I am doing text processing using CountVectorizer/logistic regression and comparing f1 score for no preprocessing vs preprocessing. I would like to use regex for preprocessing, so I built a code like below
def better_preprocessor(s):
lower = s.lower()
lower = re.sub(r'^\w{8,}$', lambda x:x[:7], lower)
return lower
def a():
cv = CountVectorizer()
train = cv.fit_transform(train_data)
features = cv.get_feature_names()
cv_dev = CountVectorizer(vocabulary = features)
dev = cv_dev.fit_transform(dev_data)
print(features)
lgr = LogisticRegression(C=0.5, solver="liblinear", multi_class="auto")
lgr.fit(train, train_labels)
lgr_pred = lgr.predict(dev)
score = metrics.f1_score(dev_labels, lgr_pred, average="weighted")
print('No preprocessing score:', score)
cv_im = CountVectorizer(preprocessor=better_preprocessor)
train_im = cv_im.fit_transform(train_data)
features_im = cv_im.get_feature_names()
cv_im_dev = CountVectorizer(preprocessor=better_preprocessor, vocabulary = features_im)
dev_im = cv_im_dev.fit_transform(dev_data)
lgr.fit(train_im, train_labels)
lgr_pred_im = lgr.predict(dev_im)
score_im = metrics.f1_score(dev_labels, lgr_pred_im, average="weighted")
print('Preprocessing score', score_im)
print(len(features)-len(features_im))
print(features_im)
a()
I tried to truncate word length larger or equal to 8 into 7, but when I checked vocabulary list using get_feature_names, there was no change. I don't know where I should fix this.

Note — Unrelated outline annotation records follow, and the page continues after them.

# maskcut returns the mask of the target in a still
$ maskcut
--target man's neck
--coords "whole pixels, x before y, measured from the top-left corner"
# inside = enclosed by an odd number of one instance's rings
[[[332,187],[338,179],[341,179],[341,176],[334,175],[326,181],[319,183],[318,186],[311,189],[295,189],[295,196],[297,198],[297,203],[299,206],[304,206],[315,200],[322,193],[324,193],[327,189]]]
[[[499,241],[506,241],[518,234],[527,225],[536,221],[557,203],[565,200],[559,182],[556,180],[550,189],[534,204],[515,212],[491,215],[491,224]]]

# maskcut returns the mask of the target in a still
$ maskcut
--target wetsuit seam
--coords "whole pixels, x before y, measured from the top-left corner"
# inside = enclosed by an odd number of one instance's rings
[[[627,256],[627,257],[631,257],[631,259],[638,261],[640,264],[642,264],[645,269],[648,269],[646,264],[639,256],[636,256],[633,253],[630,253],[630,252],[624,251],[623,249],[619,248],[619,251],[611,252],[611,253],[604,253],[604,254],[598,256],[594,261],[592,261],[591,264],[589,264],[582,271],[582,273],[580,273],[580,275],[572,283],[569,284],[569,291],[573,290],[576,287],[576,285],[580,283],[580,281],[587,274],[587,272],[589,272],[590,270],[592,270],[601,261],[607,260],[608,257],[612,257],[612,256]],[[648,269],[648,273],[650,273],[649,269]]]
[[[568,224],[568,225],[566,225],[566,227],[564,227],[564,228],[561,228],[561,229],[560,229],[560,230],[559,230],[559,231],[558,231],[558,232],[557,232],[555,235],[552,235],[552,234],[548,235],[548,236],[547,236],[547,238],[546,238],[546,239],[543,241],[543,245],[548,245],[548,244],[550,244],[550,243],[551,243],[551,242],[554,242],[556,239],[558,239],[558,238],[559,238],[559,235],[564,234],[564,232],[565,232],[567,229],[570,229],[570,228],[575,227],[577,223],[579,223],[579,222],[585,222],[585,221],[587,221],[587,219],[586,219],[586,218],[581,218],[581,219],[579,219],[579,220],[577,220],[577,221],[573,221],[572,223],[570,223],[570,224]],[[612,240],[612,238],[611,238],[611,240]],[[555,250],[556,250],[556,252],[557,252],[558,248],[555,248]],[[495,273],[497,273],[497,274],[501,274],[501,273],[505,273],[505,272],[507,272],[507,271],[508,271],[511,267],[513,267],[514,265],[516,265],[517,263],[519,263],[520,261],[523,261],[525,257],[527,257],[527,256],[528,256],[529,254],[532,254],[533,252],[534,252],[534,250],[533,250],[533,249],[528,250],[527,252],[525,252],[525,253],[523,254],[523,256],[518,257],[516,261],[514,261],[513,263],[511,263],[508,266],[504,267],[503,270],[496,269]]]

You do not need any regex for this. Use
def better_preprocessor(s):
if len(s) >= 8:
return s.lower()[:7]
else:
return s.lower()
The re.sub(r'^\w{8,}$', lambda x:x[:7], lower)
code takes the lower
string and tries to match ^\w{8,}$
:
^
- start of string\w{8,}
- eight or more word chars$
- end of string.The lambda x:x[:7]
then tries to take the match (where x
is a match data object) and you try to slice the match data object. Probably you meant to use x.group()[:7]
, but it is still an overkill here.
If you plan to extract all words from a string and truncate them, you need to specify what a word is for you and use
def better_preprocessor(s):
return re.sub(r'\b(\w{7})\w+', r'\1', s.lower())
See the regex demo
\b
- word boundary(\w{7})
- Group 1 (referred to with \1
from the replacement pattern): seven word chars\w+
- 1+ word chars